Wikipedia bought into the idea of a Mexican quadripoint, for what that’s worth. It was presented as fact without citing any evidence, and was immediately flagged as such. Wikipedia attempted to weasel-word around the issue by stating that this is the place where the four states “effectively” meet. Right. I’m not sure de facto or close-enough provides a decent standard for a concept that implies precision. Even the contributors on boundarypointpoint seemed conflicted after the revelation of the Mojonera de los Cuatro Estados.

Examining the Mexican Geological Service website, Servicio Geológico Mexicano, provided nothing definitive and Internet searches using the Spanish-language term “Cuadripunto” yielded no better results either.

Was it a situation created by imprecise surveying techniques like the Delaware Wedge? Is it so rural and effects so few people that the governments involved simply don’t consider it enough of a priority to figure it out? Or has it been overtaken by events with a named boundary stone, the Mojonera de los Cuatro Estados, converting a close-enough approximation to an exact declaration?

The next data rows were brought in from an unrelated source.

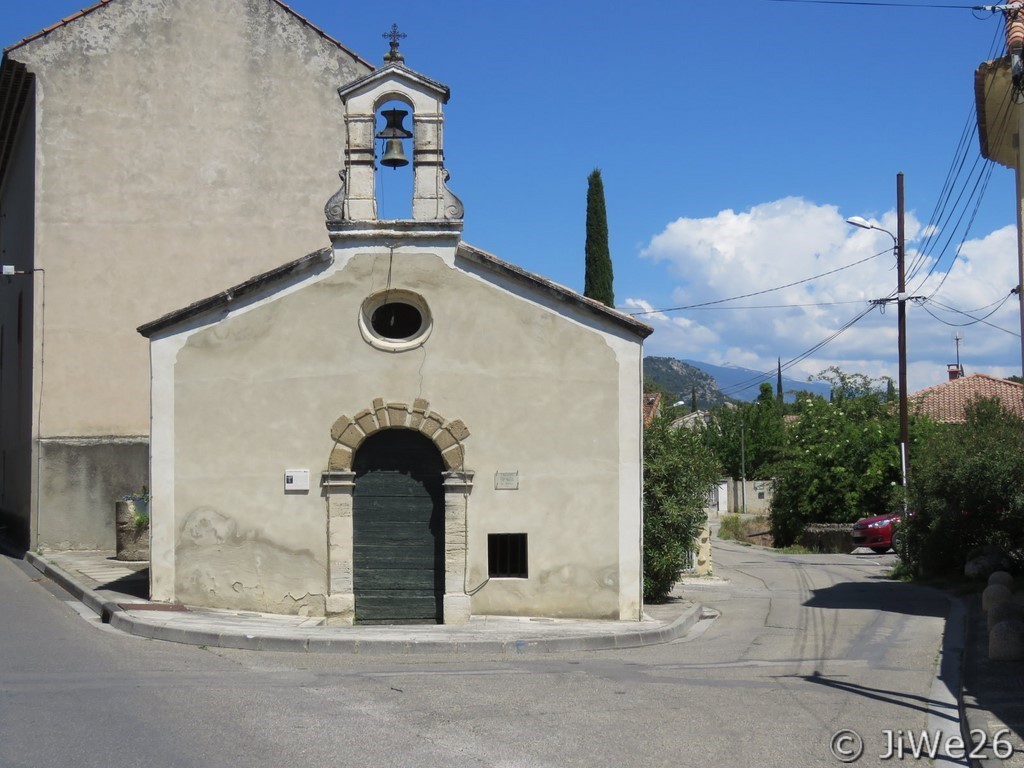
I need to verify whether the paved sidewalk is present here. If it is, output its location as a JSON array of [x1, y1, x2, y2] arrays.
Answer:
[[959, 595, 1024, 768], [14, 552, 1024, 768], [25, 552, 702, 653]]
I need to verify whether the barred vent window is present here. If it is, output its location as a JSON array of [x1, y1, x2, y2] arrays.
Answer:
[[487, 534, 528, 579]]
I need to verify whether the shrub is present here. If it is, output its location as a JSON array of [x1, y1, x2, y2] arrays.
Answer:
[[643, 416, 718, 600]]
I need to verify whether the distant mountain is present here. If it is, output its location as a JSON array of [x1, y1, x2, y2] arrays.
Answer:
[[643, 357, 829, 408], [643, 357, 728, 408], [682, 360, 831, 402]]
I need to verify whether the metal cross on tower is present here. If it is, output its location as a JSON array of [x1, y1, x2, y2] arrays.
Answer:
[[381, 24, 409, 63]]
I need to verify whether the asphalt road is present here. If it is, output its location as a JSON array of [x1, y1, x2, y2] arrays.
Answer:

So in my mind, the elusive Quadripoint of México remains a mystery.

Comments

2 responses to “Mystery of the Mexican Quadripoint”

  1. sgenius Avatar

    Hello!

    As a mexican and avid lover of maps and geography, I can tell you that the borders that Google Maps decided to display are coming from the most official of sources: the latest survey done by INEGI, the federal institution in charge of geography and cartography. The borders seem to have been adjusted in many places with respect to the “common” maps, in many cases corresponding to resolved claims and disputes at the municipal level. (The municipal borders in Mexico are quite tricky, too – most of them were only vaguely defined until INEGI came and put an order to it.)

    So you can trust that, officially speaking, there is no longer a quadripoint, if there was one before. Unfortunately!

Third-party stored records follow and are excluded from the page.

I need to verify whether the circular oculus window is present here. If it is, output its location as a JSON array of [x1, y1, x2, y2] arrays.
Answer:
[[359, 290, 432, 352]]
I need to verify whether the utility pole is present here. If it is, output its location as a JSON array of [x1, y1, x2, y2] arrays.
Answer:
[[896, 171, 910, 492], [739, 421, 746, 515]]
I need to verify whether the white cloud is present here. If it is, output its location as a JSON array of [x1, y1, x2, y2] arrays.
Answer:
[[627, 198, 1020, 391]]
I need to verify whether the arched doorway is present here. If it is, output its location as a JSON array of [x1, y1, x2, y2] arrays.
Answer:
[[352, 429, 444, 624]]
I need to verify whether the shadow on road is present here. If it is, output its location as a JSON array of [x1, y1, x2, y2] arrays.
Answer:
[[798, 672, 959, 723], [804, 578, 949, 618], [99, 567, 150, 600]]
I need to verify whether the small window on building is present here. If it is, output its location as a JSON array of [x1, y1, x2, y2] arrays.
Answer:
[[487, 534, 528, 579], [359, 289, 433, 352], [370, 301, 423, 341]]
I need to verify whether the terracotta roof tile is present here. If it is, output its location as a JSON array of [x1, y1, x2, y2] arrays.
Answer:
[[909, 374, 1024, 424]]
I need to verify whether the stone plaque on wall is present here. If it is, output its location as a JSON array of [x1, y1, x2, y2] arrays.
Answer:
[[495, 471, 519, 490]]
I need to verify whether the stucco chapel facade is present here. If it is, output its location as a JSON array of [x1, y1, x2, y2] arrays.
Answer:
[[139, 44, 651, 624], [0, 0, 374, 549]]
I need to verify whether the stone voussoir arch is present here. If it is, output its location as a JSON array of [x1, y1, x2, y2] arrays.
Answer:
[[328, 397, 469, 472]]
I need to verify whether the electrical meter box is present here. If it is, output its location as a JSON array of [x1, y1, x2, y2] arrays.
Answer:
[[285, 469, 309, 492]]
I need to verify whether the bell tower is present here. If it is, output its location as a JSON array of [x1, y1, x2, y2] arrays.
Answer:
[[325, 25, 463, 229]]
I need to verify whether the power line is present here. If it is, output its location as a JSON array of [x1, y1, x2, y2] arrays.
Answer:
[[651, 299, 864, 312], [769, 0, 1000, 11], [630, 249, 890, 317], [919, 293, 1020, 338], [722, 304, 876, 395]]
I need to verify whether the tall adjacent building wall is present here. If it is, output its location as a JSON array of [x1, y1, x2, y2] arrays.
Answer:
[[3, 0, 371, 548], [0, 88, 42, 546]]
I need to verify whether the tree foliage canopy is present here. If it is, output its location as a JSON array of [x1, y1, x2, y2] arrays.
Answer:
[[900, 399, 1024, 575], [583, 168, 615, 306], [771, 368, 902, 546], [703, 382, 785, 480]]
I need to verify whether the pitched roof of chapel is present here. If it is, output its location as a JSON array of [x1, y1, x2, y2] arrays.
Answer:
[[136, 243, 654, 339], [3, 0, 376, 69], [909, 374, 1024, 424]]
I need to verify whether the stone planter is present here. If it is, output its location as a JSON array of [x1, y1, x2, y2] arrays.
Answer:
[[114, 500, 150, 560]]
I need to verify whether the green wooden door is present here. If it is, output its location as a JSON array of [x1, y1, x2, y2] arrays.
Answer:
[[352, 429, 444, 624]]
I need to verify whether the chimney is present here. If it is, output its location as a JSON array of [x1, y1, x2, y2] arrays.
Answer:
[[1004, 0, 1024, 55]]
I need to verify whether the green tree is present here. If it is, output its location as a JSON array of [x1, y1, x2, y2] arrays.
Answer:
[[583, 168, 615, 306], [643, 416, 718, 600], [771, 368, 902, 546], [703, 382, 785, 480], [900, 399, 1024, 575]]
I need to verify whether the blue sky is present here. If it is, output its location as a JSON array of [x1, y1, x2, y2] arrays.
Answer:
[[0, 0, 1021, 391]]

    Great blog, by the way! 😀

  2. Mark Powell Avatar
    Mark Powell

    C’mon, folks. These are not grave, humiliating correction/adjustments I cite. I have no idea how long so-called “moderation” takes, or it takes you to even see anything new here — the piece and its 1 posted comment both date from 2013 — but if you don’t publish my first note or at very least act on it to expand and correct your narrative (that’s what I want here, for facts and education to rule, as they so often don’t in supposed “top” media and “even” so-called “academe); if you try to argue (there’s no argument to make) or somehow gropingly-pathetically “push back” because you’re embarrassed and miffed (at the one you should be thanking) that your piece is incomplete and has a basic English error — you’re no better than those so-called “top” media, where ego always trumps fact. And any non-developmentally disabled 8-year-old should *top* them.